A l'Espère
de Sandrine Willems

critiqué par Ddh, le 31 mai 2008
(Mouscron - 83 ans)


La note:  étoiles
Une histoire provençale hors du temps proche de la nature
A l’espère est un terme du Midi qui signifie « à l’affût ». Sandrine Willems mène son lecteur dans la garrigue provençale. Une nature âpre comme les personnages qui semblent se surveiller tout au long du roman.
Difficile de s’imaginer l’époque où se déroule le roman. Il y a longtemps, au temps des rois de France, quelque part dans le Midi, le Maître chasse, Mauve, son épouse qui l’a quitté se réfugie dans une grotte en pleine garrigue, Il y a aussi Mahieu, le vigneron, et sa chèvre. Matteo le gardian, et sa cavale, l’homme noir, braconnier de son état.
Mauve, en quelque sorte sorcière, connaît toutes les vertus des plantes qu’elle cueille et dont elle en confectionne des philtres. Son moteur ? l’amour mais un amour trop fort qui se heurte à sa propre fierté et, surtout à la crainte de son amant, l’homme noir, trop sauvage pour vivre d’amour. Mahieu, le sage, observe « à l’espère » ce couple « je t’aime, moi non plus ».
Mais, plus que les relations entre les personnages, c’est la vie de la nature qui importe.
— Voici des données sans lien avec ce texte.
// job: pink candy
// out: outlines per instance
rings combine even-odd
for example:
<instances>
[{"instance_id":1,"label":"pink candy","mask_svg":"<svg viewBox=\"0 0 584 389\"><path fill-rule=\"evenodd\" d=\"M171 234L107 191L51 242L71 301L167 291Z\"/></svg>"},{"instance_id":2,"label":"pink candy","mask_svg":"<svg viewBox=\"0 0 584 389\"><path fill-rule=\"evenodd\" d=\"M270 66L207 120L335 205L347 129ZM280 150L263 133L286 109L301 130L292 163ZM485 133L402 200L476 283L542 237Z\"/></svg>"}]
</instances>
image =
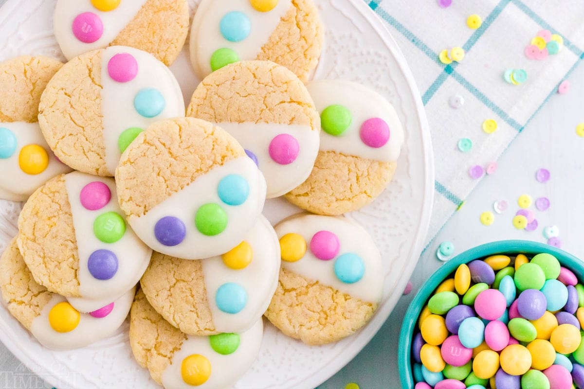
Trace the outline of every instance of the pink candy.
<instances>
[{"instance_id":1,"label":"pink candy","mask_svg":"<svg viewBox=\"0 0 584 389\"><path fill-rule=\"evenodd\" d=\"M138 61L127 52L116 54L107 62L107 73L118 82L131 81L138 74Z\"/></svg>"},{"instance_id":2,"label":"pink candy","mask_svg":"<svg viewBox=\"0 0 584 389\"><path fill-rule=\"evenodd\" d=\"M100 181L94 181L83 187L79 199L84 208L89 211L101 209L112 198L109 187Z\"/></svg>"},{"instance_id":3,"label":"pink candy","mask_svg":"<svg viewBox=\"0 0 584 389\"><path fill-rule=\"evenodd\" d=\"M77 15L71 28L75 37L84 43L93 43L103 34L102 19L93 12L84 12Z\"/></svg>"}]
</instances>

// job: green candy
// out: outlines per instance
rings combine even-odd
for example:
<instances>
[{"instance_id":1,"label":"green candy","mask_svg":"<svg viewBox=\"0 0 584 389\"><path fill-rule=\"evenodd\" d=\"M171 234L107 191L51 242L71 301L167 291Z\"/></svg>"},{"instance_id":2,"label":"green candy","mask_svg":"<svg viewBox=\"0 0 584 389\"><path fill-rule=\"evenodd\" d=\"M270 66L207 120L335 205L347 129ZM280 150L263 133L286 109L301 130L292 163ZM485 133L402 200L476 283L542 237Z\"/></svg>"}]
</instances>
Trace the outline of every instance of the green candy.
<instances>
[{"instance_id":1,"label":"green candy","mask_svg":"<svg viewBox=\"0 0 584 389\"><path fill-rule=\"evenodd\" d=\"M117 242L125 233L126 222L117 212L102 213L93 222L93 233L104 243Z\"/></svg>"},{"instance_id":2,"label":"green candy","mask_svg":"<svg viewBox=\"0 0 584 389\"><path fill-rule=\"evenodd\" d=\"M239 61L239 55L230 48L223 48L216 50L211 56L211 70L214 72L230 64Z\"/></svg>"},{"instance_id":3,"label":"green candy","mask_svg":"<svg viewBox=\"0 0 584 389\"><path fill-rule=\"evenodd\" d=\"M343 106L329 106L321 114L321 127L327 134L339 136L351 125L351 112Z\"/></svg>"},{"instance_id":4,"label":"green candy","mask_svg":"<svg viewBox=\"0 0 584 389\"><path fill-rule=\"evenodd\" d=\"M551 254L538 254L531 258L531 262L541 268L545 279L555 279L559 275L559 261Z\"/></svg>"},{"instance_id":5,"label":"green candy","mask_svg":"<svg viewBox=\"0 0 584 389\"><path fill-rule=\"evenodd\" d=\"M442 370L442 374L447 379L463 381L468 376L471 370L472 370L472 361L469 360L466 365L461 366L447 365Z\"/></svg>"},{"instance_id":6,"label":"green candy","mask_svg":"<svg viewBox=\"0 0 584 389\"><path fill-rule=\"evenodd\" d=\"M497 274L495 276L495 282L493 283L492 288L493 289L499 289L499 285L501 283L501 280L506 275L511 276L512 278L515 275L515 268L507 266L506 268L503 268L497 272Z\"/></svg>"},{"instance_id":7,"label":"green candy","mask_svg":"<svg viewBox=\"0 0 584 389\"><path fill-rule=\"evenodd\" d=\"M536 264L523 264L515 272L515 286L520 290L537 289L543 288L545 283L545 274L543 269Z\"/></svg>"},{"instance_id":8,"label":"green candy","mask_svg":"<svg viewBox=\"0 0 584 389\"><path fill-rule=\"evenodd\" d=\"M483 290L489 289L489 285L484 282L480 282L471 286L467 293L463 296L463 304L464 305L472 305L474 300L477 299L477 296Z\"/></svg>"},{"instance_id":9,"label":"green candy","mask_svg":"<svg viewBox=\"0 0 584 389\"><path fill-rule=\"evenodd\" d=\"M458 304L458 295L454 292L441 292L428 301L428 309L433 314L443 315Z\"/></svg>"},{"instance_id":10,"label":"green candy","mask_svg":"<svg viewBox=\"0 0 584 389\"><path fill-rule=\"evenodd\" d=\"M522 389L550 389L550 380L541 372L530 370L521 377Z\"/></svg>"},{"instance_id":11,"label":"green candy","mask_svg":"<svg viewBox=\"0 0 584 389\"><path fill-rule=\"evenodd\" d=\"M123 153L130 146L130 143L132 143L132 141L136 139L136 136L143 131L144 130L138 127L130 127L124 130L117 138L117 148L120 149L120 152Z\"/></svg>"},{"instance_id":12,"label":"green candy","mask_svg":"<svg viewBox=\"0 0 584 389\"><path fill-rule=\"evenodd\" d=\"M537 330L533 324L520 317L511 319L507 326L511 336L520 342L531 342L537 336Z\"/></svg>"},{"instance_id":13,"label":"green candy","mask_svg":"<svg viewBox=\"0 0 584 389\"><path fill-rule=\"evenodd\" d=\"M218 235L227 226L227 213L218 204L214 202L204 204L197 210L194 225L203 235Z\"/></svg>"},{"instance_id":14,"label":"green candy","mask_svg":"<svg viewBox=\"0 0 584 389\"><path fill-rule=\"evenodd\" d=\"M221 355L235 352L239 346L239 335L237 334L218 334L209 337L211 347Z\"/></svg>"}]
</instances>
Les arbres, les plantes, les oiseaux, les cerfs, les humains agissent selon les lois de la déesse terre et s’interfèrent.
Sandrine Willems maîtrise une langue particulièrement descriptive, riche d’idées qui font flotter le lecteur hors du temps présent pour un passé indéfinissable à la fois médiéval et contemporain. L’auteur parvient à communiquer au lecteur des sensations qui le font communier à cette Provence qui nous fait rêver.
Une mélodie provençale 9 étoiles

Dès le début de ma lecture, je fus emportée dans un monde onirique et étrange, au point de rencontre exact entre le rêve, la réalité, l’imaginaire et le récit historique fantasmé.
Mauve, l’héroïne par son indépendance de vie et d’esprit, endosse contre son gré sous la pression de l’époque, l’image inquiétante et dangereuse de la sorcière. C’est l’histoire d’une femme sensitive, passionnée, entière et libre mais dont l’issue ne peut être que fatale dans l’antique société patriarcale.
Une sorte de mélodie héroïque et dramatique intérieure accompagne en sourdine le récit qui avance librement, rythmé comme une cavalcade et vous amène le plus sûrement du monde vers des contrées fantastiques et pourtant connues.
Mauve, ce sublimé, cette essence de femme, belle, fine, douce, spirituelle qui tombe amoureuse de cet homme sauvage, prédateur brutal, primaire, une attirance des contraires qui existe dans l’imaginaire de tous.
L’action se situe en Provence au temps des seigneurs, dans une nature habitée et façonnée par le vécu des hommes et de leurs mythes, une Provence totalement étrangère aux folklores réducteurs.
C’est dans une garrigue odorante et griffue, parmi les plantes médicinales et les animaux sauvages, que se livre un éternel et irréductible combat, celui de l’amour de l’autre contre l’amour de soi ou vice et versa ;
« Ne savait-elle que les chevaux de Camargue après des années à servir l’homme, peuvent subitement retourner à l’endroit ou ils sont nés ? En lui elle était fascinée par cette irréductible sauvagerie, cette liberté-En lui elle avait rencontré la radicale altérité de l’animal ou de Dieu, ce tout autre auquel confronte inévitablement l’amour –et qui tue, si on ne sait pas le dompter ; »
Un livre qui en deux temps trois mouvements vous fait décoller de la réalité, vous fait remonter le temps et l’histoire et pourtant vous replace au centre de vous-même.